Tournesols, techno hardcore et retour des Svinkels : le grand écart Panoramas

par Clémence Meunier

C’était mal barré. A croire que les astres refusaient obstinément de s’aligner et permettre à Panoramas de réussir sa 21ème édition. Il y a eu la pluie bien sûr, les parkings inondés, le camping en partie embourbé. Et puis le récent changement du calendrier scolaire, qui ne plaçait plus Panoramas pendant les vacances. Rajoutez une grève de train par-dessus et c’est le désastre assuré. Pourtant, le beau temps surprise a séché les sols, les étudiants n’avaient visiblement que faire d’avoir cours lundi, et des trains ont miraculeusement réapparu sur le site de la SNCF. Et voilà que le festival morlaisien a reçu 30 000 festivaliers sur l’ensemble de ses activités (dont 26 000 au parc expo Langolvas). Car on va aussi à Panoramas parce que c’est Panoramas. L’assurance de passer un week-end fun, festif, au milieu d’un public jeune, parfois déguisé en licorne ou en pikachu, et au taquet dès l’ouverture des portes. On ne se construit pas cette réputation sans raison. Il y a l’organisation rodée bien sûr. Et puis une programmation impeccable, entre hip-hop et électro, entre découvertes et gros noms, et, cette année particulièrement, entre les générations. Marlin, le benjamin du line-up et producteur electro-pop aux airs de Cashmere Cat, a 21 ans. Bernard Fèvre en a 72. Air Jordan immaculées aux pieds, il ravive devant un parterre conquis (et friand de chorégraphies à la Saturday Night Fever) son projet Black Devil Disco Club. Un alias qui revient de loin : sa carrière dans les années 70 était passée relativement inaperçue, et le producteur s’est finalement tourné vers les musiques de pubs ou l’écriture d’arrangements pour d’autres. Un album sorti en 1978 avait même été oublié par Bernard Fèvre lui-même. Jusqu’à ce qu’un de ses morceaux soit samplé par les Chemical Brothers sur « Got Glint » et qu’un certain Aphex Twin tombe finalement sur l’album oublié. Il l’adore, et le réédite sur son label Rephlex en 2004. Bernard Fèvre se remet à composer de cette disco ruisselante et dark, est invité en festivals. Black Devil Disco Club renaît de ses cendres, et vu la qualité et l’énergie de son live à Panoramas, il n’est pas prêt de prendre sa retraite. Bernard président !

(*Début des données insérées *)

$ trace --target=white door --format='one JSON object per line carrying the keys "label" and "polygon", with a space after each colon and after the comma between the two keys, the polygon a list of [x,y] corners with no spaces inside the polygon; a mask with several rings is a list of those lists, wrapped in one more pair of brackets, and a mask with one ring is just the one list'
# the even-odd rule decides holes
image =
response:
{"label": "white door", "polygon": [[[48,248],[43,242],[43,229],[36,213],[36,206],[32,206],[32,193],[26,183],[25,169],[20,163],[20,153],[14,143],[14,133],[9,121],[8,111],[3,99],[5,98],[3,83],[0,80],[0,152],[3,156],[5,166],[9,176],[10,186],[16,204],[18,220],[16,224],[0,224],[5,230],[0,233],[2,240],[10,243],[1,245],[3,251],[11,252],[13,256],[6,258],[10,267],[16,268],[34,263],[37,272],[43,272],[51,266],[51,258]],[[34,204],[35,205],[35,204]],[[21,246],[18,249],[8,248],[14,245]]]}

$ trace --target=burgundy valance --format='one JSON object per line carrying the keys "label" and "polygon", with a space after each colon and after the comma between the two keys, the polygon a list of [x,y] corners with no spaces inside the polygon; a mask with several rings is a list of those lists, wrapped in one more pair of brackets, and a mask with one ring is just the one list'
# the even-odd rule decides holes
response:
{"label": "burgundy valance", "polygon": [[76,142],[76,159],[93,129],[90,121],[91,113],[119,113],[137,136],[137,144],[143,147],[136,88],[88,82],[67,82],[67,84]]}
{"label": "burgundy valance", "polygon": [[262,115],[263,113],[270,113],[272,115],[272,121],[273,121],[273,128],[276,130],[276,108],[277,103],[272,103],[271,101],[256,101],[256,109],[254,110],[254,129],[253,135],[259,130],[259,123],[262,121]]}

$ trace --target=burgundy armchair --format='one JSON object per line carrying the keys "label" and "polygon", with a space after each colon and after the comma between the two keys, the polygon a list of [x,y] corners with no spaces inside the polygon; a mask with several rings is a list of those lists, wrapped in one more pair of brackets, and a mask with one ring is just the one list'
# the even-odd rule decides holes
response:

Deux générations, une même envie de faire danser… Ou de profiter des concerts : Svinkels, le groupe culte du rap alternatif français, qui se reforme après 10 ans d’absence, a bien failli ne jamais arriver sur le plateau de Tsugi Radio. Gérard Baste, Nikus Pokus, Mr Xavier et Pone ont finalement réussi à venir papoter avec nous pour l’une de nos émissions en direct, mais difficile de décrocher, et on les comprend, du show que Roméo Elvis était en train de livrer dans le chapiteau voisin. Deux écoles, deux époques, et un même carton plein pour ces concerts hip-hop. Mais au loin résonnent déjà les premiers coups de boutoir électroniques, amorcés dès le début de soirée par le gabber-pop-méta de Bagarre. Et si Rone excelle toujours dans ses moments les plus oniriques, personne ne s’étonnera ce soir de l’entendre tous niveaux dans le rouge sur la fin extatique de son concert. Le reste de la soirée suivra : c’est bien simple, à Pano, ça tape. La raggatek de Vandal, le hardcore de Dr Peacock, la techno particulièrement énervée ce soir-là d’Amelie Lens, pour un closing du vendredi en beauté, Bjarki qui achèvera tout le monde en toute fin de festival… Sur chaque scène, ça y va de sa plus grosse claque. Anetha aussi, productrice techno française (cocorico) qui n’a pas retenu les chevaux lors de son passage sur la scène Sesame, pour l’occasion ornée du dispositif Physis par The Absolut Company Creation, une impressionnante structure lumineuse entourant le DJ et évoluant, entre néons et mapping, en rythme avec la musique. Mais ça vous pouvez le vérifier vous-même, la vidéo du set d’Anetha étant disponible sur notre page Facebook.

Amelie Lens

Dans ce même écrin tout en lumière, se produisait le lendemain un personnage à la musique un poil sombre : Manu le Malin était venu donner un cours de hardcore dark et profond, parfois entouré de néon arc-en-ciel – le contraste comme maître mot de ce festival, toujours. Jouant avec la frustration et les nerfs de la foule, pour finalement lâcher les chiens dans un grand grondement de basses, il incarne sa musique, tape du poing sur un mur invisible, harangue parfois la foule dans une allure martiale… Tandis que la techno d’Irène Drésel s’est elle drapée de fleurs, de longues robes blanches et vaporeuses, de quoi offrir au genre parfois agressif et carthatique (cf. Manu le Malin) une alternative sensuelle et organique. Jusqu’à installer un véritable petit jardin sur scène, inviter un percussionniste et une joueuse de flûte à bec (!), pour un live original et shamanique… Encore plus original quand un tournesol sautillant a débarqué sur scène, balançant des roses dans le public et finissant par slammer. La plante en pot ? Antoine de Caunes, qui passait par-là pour tourner quelques séquences de La Gaule d’Antoine, son émission Canal en forme de tour de France. Il ira ensuite s’incruster au milieu de la fanfare Meute, qui en tant qu’Allemands n’avaient aucune idée de qui se cachait derrière les pétales. Tournesol absurde et techno, vieux chênes et jeunes pousses, scène cachée à petite jauge et immense hangar : c’est tout ça Panoramas. C’est pour ça que tout le monde revient chaque année depuis 21 éditions. Et peu importe si on a eu peur de ne pas avoir de train pour retourner à Paris.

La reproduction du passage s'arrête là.